At the same time, the growing popularity of the Web 2.0 world — including Web-based communities and social networking sites such as MySpace and YouTube — are dramatically resetting user expectations for Web applications. The pressure to deliver a great experience for Web application users has never been greater.

“We recognize trends in rich Web applications growing in complexity and cost, and as the Web expands and users begin engaging these rich services for more time each day, we don’t see it getting easier anytime soon,” said Michael Jones, CEO of Userplane, an AOL company.

To ensure that applications are delivered consistently and predictably to remote workers, more and more organizations are implementing solutions that accelerate the performance of any TCP-based application across the WAN. These optimization and acceleration technologies help organizations improve data throughput, application response and backup times, and enable the consolidation of the branch office server, storage and backup infrastructure for easier management and lower cost.

There are multiple approaches to improving application response time.
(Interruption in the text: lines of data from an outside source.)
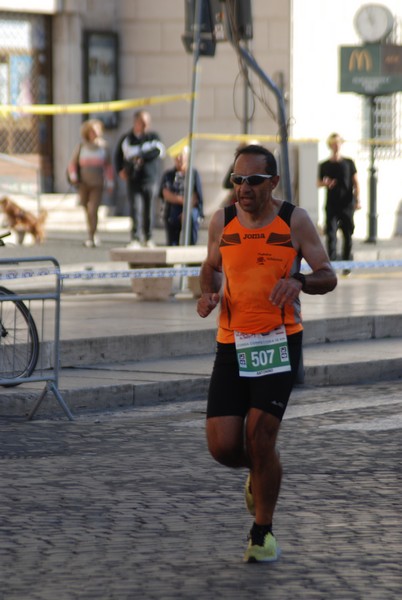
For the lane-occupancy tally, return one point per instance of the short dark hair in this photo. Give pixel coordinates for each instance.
(271, 166)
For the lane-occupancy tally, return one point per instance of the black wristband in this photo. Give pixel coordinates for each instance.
(300, 277)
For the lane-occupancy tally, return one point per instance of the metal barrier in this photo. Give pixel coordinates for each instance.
(43, 307)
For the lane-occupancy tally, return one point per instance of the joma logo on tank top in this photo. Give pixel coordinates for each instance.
(253, 236)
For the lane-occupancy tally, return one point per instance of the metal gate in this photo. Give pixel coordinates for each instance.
(30, 326)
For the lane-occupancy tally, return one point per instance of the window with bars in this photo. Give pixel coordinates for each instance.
(25, 78)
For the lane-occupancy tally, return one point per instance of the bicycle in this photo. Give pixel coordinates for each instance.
(19, 340)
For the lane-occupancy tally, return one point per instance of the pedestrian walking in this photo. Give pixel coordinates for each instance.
(137, 163)
(339, 175)
(172, 193)
(90, 169)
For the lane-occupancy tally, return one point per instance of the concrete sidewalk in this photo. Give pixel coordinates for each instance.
(118, 351)
(129, 504)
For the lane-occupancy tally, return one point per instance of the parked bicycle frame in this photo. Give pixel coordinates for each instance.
(19, 340)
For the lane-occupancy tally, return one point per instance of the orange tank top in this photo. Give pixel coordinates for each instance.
(253, 260)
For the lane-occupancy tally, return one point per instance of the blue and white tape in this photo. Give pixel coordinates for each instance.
(90, 274)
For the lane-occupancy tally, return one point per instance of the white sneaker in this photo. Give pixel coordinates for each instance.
(95, 243)
(134, 244)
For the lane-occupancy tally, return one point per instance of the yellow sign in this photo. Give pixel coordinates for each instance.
(360, 60)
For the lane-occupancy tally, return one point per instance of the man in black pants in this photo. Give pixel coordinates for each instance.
(137, 163)
(339, 175)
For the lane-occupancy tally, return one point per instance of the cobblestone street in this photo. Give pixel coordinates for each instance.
(130, 505)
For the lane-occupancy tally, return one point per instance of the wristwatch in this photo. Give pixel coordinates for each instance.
(300, 277)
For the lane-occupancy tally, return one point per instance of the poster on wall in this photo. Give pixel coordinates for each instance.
(101, 73)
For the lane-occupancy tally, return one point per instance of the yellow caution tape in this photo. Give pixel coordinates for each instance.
(90, 107)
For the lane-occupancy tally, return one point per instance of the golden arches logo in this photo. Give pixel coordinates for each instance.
(360, 60)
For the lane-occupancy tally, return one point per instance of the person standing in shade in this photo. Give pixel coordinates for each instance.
(90, 169)
(339, 175)
(172, 192)
(137, 161)
(255, 248)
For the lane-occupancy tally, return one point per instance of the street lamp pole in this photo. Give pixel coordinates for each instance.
(372, 216)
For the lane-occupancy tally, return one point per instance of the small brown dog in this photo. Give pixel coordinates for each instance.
(22, 221)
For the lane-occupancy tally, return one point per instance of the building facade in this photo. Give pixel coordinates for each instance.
(67, 52)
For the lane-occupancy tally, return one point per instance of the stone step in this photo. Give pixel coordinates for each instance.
(154, 381)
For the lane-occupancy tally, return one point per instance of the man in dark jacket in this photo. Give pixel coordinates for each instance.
(137, 162)
(339, 175)
(172, 192)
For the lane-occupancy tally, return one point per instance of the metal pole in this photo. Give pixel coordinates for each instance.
(372, 216)
(246, 104)
(285, 171)
(189, 180)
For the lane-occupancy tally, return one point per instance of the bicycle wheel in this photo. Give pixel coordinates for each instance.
(19, 341)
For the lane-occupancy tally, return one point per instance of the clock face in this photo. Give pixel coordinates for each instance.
(373, 22)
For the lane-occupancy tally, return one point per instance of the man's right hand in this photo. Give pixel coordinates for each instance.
(206, 303)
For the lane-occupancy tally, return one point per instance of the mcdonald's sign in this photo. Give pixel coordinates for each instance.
(372, 70)
(361, 60)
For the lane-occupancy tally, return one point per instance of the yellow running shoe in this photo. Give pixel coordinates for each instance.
(268, 551)
(249, 496)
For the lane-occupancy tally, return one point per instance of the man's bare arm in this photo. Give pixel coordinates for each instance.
(322, 278)
(211, 268)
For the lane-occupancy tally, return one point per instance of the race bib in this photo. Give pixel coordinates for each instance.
(262, 353)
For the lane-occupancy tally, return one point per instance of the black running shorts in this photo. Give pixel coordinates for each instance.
(232, 395)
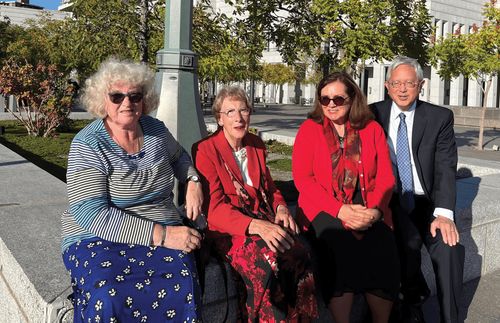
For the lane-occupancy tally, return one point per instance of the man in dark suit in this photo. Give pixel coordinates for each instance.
(424, 157)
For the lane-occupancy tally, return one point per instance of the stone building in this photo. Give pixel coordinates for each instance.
(447, 16)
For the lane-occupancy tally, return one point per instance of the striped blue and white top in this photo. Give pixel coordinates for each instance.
(117, 196)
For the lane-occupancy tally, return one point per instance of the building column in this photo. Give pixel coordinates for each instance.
(456, 91)
(474, 94)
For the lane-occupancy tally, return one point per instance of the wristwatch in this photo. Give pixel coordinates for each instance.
(193, 178)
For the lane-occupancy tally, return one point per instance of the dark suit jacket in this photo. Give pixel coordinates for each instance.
(434, 149)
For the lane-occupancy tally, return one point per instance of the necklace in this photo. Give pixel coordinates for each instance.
(137, 143)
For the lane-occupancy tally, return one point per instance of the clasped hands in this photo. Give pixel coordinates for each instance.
(278, 235)
(358, 217)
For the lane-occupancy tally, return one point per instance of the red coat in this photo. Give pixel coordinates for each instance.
(312, 171)
(221, 201)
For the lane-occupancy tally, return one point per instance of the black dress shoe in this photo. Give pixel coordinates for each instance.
(412, 314)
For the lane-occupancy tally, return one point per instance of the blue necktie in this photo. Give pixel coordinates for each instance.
(404, 166)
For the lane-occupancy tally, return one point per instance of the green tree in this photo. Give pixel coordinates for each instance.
(475, 55)
(221, 56)
(277, 74)
(361, 30)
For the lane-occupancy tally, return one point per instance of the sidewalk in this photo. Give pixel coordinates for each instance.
(481, 299)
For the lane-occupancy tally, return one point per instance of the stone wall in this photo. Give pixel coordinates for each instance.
(470, 116)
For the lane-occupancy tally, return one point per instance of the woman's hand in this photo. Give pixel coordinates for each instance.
(356, 216)
(276, 238)
(194, 200)
(285, 219)
(182, 238)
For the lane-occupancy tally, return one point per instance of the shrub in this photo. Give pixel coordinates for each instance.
(44, 97)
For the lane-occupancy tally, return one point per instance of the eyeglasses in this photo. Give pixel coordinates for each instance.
(118, 97)
(337, 100)
(407, 84)
(232, 113)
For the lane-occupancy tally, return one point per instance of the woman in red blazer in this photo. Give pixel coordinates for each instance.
(342, 170)
(254, 228)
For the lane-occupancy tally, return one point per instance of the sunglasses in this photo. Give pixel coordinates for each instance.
(337, 100)
(118, 97)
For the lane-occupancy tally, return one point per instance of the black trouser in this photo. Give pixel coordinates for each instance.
(412, 230)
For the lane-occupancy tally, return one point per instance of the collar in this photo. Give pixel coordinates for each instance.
(396, 110)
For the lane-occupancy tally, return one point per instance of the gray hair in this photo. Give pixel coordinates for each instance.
(113, 71)
(404, 60)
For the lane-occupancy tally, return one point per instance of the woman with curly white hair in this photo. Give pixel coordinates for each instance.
(124, 244)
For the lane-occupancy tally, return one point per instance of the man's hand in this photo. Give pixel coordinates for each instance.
(194, 200)
(276, 238)
(356, 216)
(448, 230)
(285, 219)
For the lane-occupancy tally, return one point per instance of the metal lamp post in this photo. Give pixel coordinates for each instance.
(176, 79)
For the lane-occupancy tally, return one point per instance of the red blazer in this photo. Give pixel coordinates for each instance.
(312, 171)
(221, 201)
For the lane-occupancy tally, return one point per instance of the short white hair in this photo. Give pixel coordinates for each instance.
(113, 71)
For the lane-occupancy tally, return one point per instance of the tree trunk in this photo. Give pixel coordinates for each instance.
(483, 114)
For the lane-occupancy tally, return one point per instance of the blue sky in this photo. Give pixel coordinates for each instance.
(47, 4)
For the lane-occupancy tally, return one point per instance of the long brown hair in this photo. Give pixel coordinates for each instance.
(359, 114)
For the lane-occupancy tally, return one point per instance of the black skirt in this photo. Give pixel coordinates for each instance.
(369, 264)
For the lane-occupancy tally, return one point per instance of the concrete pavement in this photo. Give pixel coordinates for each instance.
(481, 299)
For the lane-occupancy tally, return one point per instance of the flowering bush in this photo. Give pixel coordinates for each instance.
(44, 97)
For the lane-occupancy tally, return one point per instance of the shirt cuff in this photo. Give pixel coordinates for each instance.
(443, 212)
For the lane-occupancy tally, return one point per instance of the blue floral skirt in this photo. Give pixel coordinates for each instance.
(114, 282)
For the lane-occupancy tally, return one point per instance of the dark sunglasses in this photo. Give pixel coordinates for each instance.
(118, 97)
(337, 100)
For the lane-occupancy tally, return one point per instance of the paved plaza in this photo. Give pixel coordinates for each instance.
(481, 299)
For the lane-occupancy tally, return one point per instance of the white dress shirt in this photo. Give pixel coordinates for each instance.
(392, 140)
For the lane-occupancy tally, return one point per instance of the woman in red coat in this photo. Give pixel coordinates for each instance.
(255, 230)
(342, 170)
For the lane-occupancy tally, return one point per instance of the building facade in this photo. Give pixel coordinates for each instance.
(447, 17)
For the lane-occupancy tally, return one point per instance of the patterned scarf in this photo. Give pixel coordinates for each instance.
(265, 211)
(344, 161)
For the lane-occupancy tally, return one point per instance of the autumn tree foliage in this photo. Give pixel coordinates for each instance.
(43, 95)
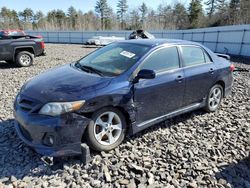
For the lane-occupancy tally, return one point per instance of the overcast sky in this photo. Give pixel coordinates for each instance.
(84, 5)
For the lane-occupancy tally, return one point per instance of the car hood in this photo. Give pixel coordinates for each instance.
(65, 83)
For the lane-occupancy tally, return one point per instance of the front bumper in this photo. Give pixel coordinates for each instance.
(37, 131)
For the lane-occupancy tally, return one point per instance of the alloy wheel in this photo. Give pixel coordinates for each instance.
(25, 59)
(107, 128)
(215, 98)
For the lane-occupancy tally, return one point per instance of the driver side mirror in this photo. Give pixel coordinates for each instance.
(144, 74)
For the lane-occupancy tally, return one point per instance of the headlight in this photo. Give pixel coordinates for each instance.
(57, 108)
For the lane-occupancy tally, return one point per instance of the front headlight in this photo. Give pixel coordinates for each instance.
(57, 108)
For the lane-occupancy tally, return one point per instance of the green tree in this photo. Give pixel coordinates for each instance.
(211, 7)
(102, 9)
(144, 10)
(234, 11)
(135, 20)
(73, 17)
(195, 12)
(60, 18)
(180, 16)
(122, 8)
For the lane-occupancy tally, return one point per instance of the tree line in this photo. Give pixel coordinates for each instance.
(166, 16)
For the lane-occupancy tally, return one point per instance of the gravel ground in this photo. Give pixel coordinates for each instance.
(197, 149)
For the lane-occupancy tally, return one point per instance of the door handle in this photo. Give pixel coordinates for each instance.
(179, 78)
(211, 70)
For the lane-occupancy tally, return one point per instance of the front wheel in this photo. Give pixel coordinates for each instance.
(24, 59)
(107, 129)
(214, 98)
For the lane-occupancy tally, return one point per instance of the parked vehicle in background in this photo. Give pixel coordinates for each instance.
(119, 89)
(8, 33)
(17, 47)
(141, 34)
(102, 41)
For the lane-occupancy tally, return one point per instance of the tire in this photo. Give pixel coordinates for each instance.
(107, 130)
(24, 59)
(214, 98)
(10, 62)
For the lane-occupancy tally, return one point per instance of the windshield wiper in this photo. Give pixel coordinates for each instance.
(89, 69)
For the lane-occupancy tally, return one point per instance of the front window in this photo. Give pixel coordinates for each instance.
(114, 59)
(162, 60)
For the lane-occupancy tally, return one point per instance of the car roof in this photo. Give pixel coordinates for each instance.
(158, 42)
Three that are currently in vogue are application acceleration, WAN optimization and wide area file services (WAFS). Each of these technologies attacks WAN limitations, but from very different perspectives. Application acceleration relies on algorithms to improve application performance over IP networks, while WAFS is oriented toward saving storage and server space, and WAN optimization focuses on tweaking protocols on the network.

Data center application acceleration platforms load-balance incoming requests and offload the repetitive, CPU-intensive tasks typically performed by servers, enabling the servers to perform much more efficiently. They assess bandwidth usage and enforce policies to block certain applications or outline user-based restrictions.

WAFS uses dedicated devices attached to the central storage network and linked over the WAN to edge appliances at each branch office. The edge devices act as gateways, optimizing and accelerating communications to provide LAN-like speeds over wide-area links. The central server, however, maintains responsibility for all permissions, access controls, data integrity, file management and data protection for the remote locations.

While WAFS uses a file-oriented approach, WAN optimization appliances work at the packet level by compressing data streams, monitoring traffic flows, prioritizing network traffic and managing applications from a protocol perspective. Generally deployed in pairs at both ends of WAN connections, optimization appliances decrease the number of bits crossing the WAN and improve response time for transactions.

Complete Package

Optimization appliances enable data to travel faster. Generally deployed in pairs at both ends of WAN connections, they use a variety of technologies such as compression, caching, application acceleration and TCP optimization to decrease the number of bits crossing the WAN and improve response time for transactions. This can result in better performance and cost savings by making wide-area circuits act as if they have more bandwidth than customers are paying for.

A compression device recognizes repeated traffic patterns, such as those associated with often-requested files, and stores them in main memory to be referenced and accessed locally instead of having to travel over the WAN each time. Caching also reduces WAN traffic. A cache sits between the server and desktop and stores data, such as previously viewed Web pages or applications accessed by several users. When that content is requested, the cache — not the server — pushes it to the browser.

Disk-based data reduction is among the latest technologies designed to create a leaner and meaner WAN experience. The premise is simple: less traffic means fewer traffic jams. Using traffic pattern recognition and local data caching, data reduction technology can reduce WAN traffic by up to 80 percent. That frees up WAN pipes for other streams of traffic.

Slow and steady may have won the race in Aesop’s fable, but that moral doesn’t apply to network performance. Poorly performing applications negatively impact productivity, customer service and the bottom line. With application acceleration and network optimization solutions, however, organizations can maximize their existing bandwidth to control costs, enable data center consolidation and provide consistent and predictable application performance across far-flung networks. That combination of benefits is hard to beat.